Główny dyplomata i sekretarz obrony USA odwiedzili wczoraj Kijów i wykorzystali pierwszą oficjalną wizytę na Ukrainie od czasu inwazji Rosji, aby ogłosić stopniowy powrót amerykańskich dyplomatów do kraju. Przedstawiciele USA poinformowali o zwiększeniu pomocy dla Ukrainy w zakresie bezpieczeństwa. "Rosja już przegrała, a Ukraina już odniosła sukces, bo celem Rosjan było pozbawienie Ukrainy niezależności i to się nie udało" - powiedział sekretarz stanu USA Antony Blinken na konferencji prasowej, po powrocie z Kijowa.
Amerykański sekretarz Stanu Antony Blinken i Sekretarz Obrony Lloyd Austin udali się w sobotę do Polski, a następnie w niedzielę na Ukrainę, gdzie spotkali się z prezydentem Wołodymyrem Zełenskim innymi wysokimi urzędnikami ukraińskimi, poinformował wysoki rangą urzędnik Departamentu Stanu.

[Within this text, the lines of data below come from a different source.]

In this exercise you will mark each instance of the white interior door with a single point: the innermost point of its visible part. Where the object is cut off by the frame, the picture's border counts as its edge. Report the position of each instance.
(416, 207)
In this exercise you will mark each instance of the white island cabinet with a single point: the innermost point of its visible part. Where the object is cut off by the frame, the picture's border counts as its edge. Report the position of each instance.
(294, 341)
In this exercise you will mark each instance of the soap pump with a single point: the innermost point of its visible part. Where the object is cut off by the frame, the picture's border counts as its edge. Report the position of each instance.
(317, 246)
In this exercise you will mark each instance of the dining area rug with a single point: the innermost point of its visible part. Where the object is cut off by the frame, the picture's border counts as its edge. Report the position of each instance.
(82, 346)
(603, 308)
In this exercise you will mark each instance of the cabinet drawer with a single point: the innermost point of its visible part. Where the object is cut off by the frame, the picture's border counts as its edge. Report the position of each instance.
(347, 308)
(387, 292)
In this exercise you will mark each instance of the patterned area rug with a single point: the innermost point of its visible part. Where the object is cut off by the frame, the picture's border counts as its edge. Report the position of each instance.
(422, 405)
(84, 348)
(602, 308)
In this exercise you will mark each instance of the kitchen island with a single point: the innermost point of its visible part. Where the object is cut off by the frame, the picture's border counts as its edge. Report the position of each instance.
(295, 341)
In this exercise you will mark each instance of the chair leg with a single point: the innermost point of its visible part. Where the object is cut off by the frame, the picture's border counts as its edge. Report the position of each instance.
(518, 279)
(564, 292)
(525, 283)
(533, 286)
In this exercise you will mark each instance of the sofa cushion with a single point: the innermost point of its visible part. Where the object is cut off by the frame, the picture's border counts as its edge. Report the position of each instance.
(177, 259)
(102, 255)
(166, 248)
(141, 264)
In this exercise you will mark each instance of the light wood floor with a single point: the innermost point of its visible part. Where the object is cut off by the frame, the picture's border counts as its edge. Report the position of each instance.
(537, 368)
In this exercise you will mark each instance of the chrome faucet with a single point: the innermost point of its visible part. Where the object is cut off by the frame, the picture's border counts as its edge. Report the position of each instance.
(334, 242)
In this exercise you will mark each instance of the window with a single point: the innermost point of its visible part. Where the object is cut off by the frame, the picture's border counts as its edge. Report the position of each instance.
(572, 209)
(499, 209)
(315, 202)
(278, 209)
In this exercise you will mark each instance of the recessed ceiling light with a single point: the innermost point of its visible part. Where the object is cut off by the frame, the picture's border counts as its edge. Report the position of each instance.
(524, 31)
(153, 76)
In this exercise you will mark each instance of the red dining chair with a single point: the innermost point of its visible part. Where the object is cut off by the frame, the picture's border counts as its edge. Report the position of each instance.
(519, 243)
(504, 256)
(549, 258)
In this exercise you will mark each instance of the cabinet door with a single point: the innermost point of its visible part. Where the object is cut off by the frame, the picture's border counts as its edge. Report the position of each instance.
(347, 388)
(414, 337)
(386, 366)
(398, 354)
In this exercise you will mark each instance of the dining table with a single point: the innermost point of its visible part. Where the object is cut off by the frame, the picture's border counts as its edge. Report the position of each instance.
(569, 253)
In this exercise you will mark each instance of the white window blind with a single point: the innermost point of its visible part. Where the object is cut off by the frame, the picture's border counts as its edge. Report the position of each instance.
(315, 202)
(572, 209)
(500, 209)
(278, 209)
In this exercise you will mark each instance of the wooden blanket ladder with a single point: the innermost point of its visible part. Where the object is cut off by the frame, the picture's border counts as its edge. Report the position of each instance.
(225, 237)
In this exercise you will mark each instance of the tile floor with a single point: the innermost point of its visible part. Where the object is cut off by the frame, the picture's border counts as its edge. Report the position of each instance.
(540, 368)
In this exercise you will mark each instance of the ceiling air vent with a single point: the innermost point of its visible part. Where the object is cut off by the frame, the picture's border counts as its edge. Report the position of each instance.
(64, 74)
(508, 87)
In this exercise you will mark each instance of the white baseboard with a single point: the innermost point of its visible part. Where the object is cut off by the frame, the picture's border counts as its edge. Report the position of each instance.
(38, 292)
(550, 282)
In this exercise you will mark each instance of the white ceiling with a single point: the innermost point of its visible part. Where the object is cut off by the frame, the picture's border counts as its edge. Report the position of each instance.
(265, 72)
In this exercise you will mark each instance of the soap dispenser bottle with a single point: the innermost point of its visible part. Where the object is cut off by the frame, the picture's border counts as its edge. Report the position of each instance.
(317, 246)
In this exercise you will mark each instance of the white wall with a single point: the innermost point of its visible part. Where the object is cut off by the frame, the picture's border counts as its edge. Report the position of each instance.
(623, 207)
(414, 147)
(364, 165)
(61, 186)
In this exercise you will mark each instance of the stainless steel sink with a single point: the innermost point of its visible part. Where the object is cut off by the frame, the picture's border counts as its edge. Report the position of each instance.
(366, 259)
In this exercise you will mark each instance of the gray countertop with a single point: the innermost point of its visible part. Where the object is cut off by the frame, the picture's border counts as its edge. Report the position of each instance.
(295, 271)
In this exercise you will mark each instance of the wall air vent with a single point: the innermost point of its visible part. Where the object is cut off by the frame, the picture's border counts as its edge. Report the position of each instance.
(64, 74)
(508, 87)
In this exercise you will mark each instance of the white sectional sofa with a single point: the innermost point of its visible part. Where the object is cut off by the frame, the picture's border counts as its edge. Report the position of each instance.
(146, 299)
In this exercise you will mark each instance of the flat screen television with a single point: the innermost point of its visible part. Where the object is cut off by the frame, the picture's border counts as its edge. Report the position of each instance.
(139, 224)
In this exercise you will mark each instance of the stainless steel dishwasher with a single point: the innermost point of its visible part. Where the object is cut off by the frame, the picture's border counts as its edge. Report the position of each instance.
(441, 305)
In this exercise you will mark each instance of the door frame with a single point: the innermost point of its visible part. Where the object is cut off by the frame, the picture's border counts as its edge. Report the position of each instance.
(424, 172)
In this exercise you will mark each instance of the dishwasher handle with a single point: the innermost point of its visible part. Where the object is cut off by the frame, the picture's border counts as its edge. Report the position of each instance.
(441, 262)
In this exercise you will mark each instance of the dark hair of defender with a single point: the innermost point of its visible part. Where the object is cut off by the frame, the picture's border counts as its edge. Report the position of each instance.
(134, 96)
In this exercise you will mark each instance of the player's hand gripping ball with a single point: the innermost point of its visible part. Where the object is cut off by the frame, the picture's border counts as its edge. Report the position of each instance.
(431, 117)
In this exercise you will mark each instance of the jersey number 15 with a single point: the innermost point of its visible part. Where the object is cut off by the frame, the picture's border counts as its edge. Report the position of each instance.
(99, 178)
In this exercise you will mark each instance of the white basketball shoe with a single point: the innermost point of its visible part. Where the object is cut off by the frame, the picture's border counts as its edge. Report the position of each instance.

Amerykańscy dyplomaci opuścili ambasadę w Kijowie prawie dwa tygodnie przed inwazją 24 lutego, przenosząc część swoich zadań do Lwowa, a następnie do Polski.
W nadchodzącym tygodniu amerykańscy dyplomaci wznowią "codzienne podróże" przez granicę do Lwowa, a urzędnicy planują powrót do misji w Kijowie, jak poinformował urzędnik Departamentu Stanu.